Dutch artist Ruud Van Empel is following in the footsteps of his Flemish ancestors and is creating some pretty confronting portraits. He digitally collages images of innocent, wide eyed children into environments of lush, hyper-colored, tropical forests, ponds and gardens. While his pictures are in no doubt beautiful and aesthetically pleasing, there is definitely something unsettling about them. The children seem a bit out of place – staring a bit too intensely at the camera as if they were possessed or hypnotized. Everything seems a bit too perfect, a bit too beautiful.

Van Empel sometimes spends weeks collating images from multiple sources to build one digital portrait. The reason his portraits seem so weird is because they are pictures of people that don’t really exist. This is a bit of an insight into his process:

First he collects all the features he needs by shooting a variety of young models in his studio and by subsequently wandering through Dutch forests, in search of fine leaves, perfect branches and the right waters. Only to tear it apart and spend weeks reconstructing it all until both the person and the setting match his desired standard of photo-realism. (Source)
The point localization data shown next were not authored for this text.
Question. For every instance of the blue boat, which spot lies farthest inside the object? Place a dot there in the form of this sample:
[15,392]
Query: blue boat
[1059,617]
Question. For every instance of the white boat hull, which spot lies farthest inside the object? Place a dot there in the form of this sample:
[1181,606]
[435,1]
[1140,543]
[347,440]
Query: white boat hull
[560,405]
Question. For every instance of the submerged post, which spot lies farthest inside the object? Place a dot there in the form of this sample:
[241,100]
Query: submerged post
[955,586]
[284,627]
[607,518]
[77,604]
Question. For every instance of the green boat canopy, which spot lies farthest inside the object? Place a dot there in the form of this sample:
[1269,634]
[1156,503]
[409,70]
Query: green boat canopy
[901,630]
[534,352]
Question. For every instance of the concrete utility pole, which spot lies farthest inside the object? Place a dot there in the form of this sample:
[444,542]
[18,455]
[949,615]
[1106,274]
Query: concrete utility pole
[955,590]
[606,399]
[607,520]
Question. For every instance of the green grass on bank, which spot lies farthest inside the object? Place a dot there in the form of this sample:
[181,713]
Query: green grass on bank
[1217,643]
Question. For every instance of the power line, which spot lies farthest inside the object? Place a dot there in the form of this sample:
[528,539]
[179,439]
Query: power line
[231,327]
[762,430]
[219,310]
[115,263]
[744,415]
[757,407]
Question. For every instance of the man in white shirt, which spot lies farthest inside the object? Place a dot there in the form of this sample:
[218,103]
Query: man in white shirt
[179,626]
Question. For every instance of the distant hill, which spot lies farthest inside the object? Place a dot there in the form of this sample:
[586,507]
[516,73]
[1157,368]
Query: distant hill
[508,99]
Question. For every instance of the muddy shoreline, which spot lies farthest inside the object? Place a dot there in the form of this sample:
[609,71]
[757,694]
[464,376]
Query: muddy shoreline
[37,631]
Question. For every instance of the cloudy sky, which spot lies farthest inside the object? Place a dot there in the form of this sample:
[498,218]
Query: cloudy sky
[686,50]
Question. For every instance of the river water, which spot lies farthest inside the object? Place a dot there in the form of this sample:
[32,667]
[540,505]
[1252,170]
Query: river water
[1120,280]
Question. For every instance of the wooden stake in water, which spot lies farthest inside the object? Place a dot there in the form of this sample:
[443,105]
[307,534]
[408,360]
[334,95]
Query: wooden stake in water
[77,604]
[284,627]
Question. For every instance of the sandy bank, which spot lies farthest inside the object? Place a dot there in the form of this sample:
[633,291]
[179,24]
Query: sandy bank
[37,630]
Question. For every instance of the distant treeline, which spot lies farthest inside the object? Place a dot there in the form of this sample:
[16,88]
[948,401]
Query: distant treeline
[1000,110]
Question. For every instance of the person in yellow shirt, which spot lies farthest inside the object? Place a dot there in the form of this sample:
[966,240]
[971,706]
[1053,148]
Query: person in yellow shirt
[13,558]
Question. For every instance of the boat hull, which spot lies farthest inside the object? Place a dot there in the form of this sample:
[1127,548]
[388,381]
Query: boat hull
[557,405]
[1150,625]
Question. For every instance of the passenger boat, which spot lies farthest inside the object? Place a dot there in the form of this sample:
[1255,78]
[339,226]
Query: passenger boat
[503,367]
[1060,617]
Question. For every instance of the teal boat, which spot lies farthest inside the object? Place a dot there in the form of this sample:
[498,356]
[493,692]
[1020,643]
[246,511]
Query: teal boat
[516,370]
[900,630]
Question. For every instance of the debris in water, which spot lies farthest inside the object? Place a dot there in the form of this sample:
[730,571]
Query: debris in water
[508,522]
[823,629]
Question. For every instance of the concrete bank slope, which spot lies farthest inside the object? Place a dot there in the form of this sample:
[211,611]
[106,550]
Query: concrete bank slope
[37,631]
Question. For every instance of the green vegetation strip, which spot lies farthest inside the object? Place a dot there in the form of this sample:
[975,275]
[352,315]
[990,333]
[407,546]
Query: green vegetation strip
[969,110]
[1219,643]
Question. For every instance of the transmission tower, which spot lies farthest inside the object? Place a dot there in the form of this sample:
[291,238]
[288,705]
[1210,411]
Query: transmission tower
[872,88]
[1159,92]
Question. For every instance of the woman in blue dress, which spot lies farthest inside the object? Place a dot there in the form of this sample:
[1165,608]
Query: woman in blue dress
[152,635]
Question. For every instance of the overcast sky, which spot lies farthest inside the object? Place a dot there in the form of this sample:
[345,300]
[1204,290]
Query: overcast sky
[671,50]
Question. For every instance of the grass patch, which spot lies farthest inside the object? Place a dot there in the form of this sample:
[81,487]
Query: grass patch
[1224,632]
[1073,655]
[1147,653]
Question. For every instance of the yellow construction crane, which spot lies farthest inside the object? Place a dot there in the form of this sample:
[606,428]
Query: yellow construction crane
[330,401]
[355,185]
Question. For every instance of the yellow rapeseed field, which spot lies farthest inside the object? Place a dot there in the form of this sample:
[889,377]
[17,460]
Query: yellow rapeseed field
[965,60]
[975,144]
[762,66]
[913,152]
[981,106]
It can also not go unnoticed that a majority of the kids in Van Empel’s photography are black. The artist himself grew up in a small Dutch village with a large white population. He speaks more about this influencing his work:

I grew up in a small Catholic town in the south of the Netherlands. There was only one black boy in my primary school class. In the portrait Generation 1 I expressed this situation. It shows a white class with just one black pupil. With World#1 I decided to work with more black children. It set off a whole new series of work. First I thought of portraying a girl in a dirty, old and torn-up dress, as if she were very poor. I suppose this idea popped up in my head because of the image we westerners are often given. I didn’t really like that idea though, and decided to give them the clothes my generation wore when we were kids, especially because those clothes looked very innocent to me. (Source)

Van Empel is currently exhibiting at Wagner + Partner Gallery in Berlin, Germany, until June 13th.